Assume that you want to provide a way for employees to copy data from their computers to a backup folder. You build an application that users can run on their computers. On the back end, the application reads and writes objects in an S3 bucket. Users don't have direct access to AWS. Instead, the following process is used:
- A user in your organization uses a client app to request authentication from your organization's IdP.
- The IdP authenticates the user against your organization's identity store.
- The IdP constructs a SAML assertion with information about the user and sends the assertion to the client app.
- The client app calls the AWS STS AssumeRoleWithSAML API, passing the ARN of the SAML provider, the ARN of the role to assume, and the SAML assertion from IdP.
- The API response to the client app includes temporary security credentials.
- The client app uses the temporary security credentials to call Amazon S3 API operations.
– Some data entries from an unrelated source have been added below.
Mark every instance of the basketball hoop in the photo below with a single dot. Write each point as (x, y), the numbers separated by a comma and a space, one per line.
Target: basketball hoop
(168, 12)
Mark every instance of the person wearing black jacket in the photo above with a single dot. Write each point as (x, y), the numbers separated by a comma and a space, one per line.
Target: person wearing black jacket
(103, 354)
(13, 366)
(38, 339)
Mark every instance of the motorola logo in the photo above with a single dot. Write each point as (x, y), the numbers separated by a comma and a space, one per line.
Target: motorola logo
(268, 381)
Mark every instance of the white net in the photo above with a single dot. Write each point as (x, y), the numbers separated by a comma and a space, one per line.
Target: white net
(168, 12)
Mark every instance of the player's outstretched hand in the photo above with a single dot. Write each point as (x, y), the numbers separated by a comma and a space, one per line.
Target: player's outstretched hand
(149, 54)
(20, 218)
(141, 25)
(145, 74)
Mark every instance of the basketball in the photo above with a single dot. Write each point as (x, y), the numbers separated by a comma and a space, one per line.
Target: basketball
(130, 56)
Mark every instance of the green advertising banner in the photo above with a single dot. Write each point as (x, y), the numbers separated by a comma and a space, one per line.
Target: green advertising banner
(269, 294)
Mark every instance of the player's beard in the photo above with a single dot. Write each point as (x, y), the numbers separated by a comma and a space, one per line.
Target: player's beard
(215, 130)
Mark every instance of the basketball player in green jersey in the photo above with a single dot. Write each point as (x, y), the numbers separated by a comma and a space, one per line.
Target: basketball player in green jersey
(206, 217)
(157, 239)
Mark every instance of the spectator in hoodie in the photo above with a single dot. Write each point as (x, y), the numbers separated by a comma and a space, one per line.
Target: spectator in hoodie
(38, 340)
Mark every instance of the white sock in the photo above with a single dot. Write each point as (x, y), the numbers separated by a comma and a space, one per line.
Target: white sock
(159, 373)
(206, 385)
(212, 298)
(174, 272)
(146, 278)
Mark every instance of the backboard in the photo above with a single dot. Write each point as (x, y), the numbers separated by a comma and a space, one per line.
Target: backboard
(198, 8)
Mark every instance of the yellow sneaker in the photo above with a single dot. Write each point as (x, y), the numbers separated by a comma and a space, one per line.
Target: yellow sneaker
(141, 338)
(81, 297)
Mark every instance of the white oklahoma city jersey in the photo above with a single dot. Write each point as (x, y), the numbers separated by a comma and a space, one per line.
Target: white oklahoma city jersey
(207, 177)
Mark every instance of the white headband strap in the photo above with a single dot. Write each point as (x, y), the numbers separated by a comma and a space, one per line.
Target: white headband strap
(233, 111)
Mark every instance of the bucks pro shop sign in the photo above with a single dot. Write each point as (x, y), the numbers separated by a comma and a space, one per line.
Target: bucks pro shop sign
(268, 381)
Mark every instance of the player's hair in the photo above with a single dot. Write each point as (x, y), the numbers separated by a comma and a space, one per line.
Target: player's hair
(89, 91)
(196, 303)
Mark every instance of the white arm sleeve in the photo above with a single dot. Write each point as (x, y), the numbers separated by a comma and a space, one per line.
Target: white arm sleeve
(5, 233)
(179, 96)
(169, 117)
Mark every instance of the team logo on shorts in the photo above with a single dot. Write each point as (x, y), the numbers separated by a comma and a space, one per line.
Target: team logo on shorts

After you create the role, inform your SAML IdP about AWS as a service provider by installing the saml-metadata.xml file found at https://signin.aws.amazon.com/static/saml-metadata.xml. How you install that file depends on your IdP. Some providers give you the option to type the URL, whereupon the IdP gets and installs the file for you. Others require you to download the file from the URL and then provide it as a local file. Refer to your IdP documentation for details, or see Integrating Third-Party SAML Solution Providers with AWS for links to the web documentation for many of the supported SAML providers.
You also configure the information that you want the IdP to pass as SAML attributes to AWS as part of the authentication response. Most of this information appears in AWS as condition context keys that you can evaluate in your policies. These condition keys ensure that only authorized users in the right contexts are granted permissions to access your AWS resources. You can specify time windows that restrict when the console may be used. You can also specify the maximum time (up to 12 hours) that users can access the console before having to refresh their credentials.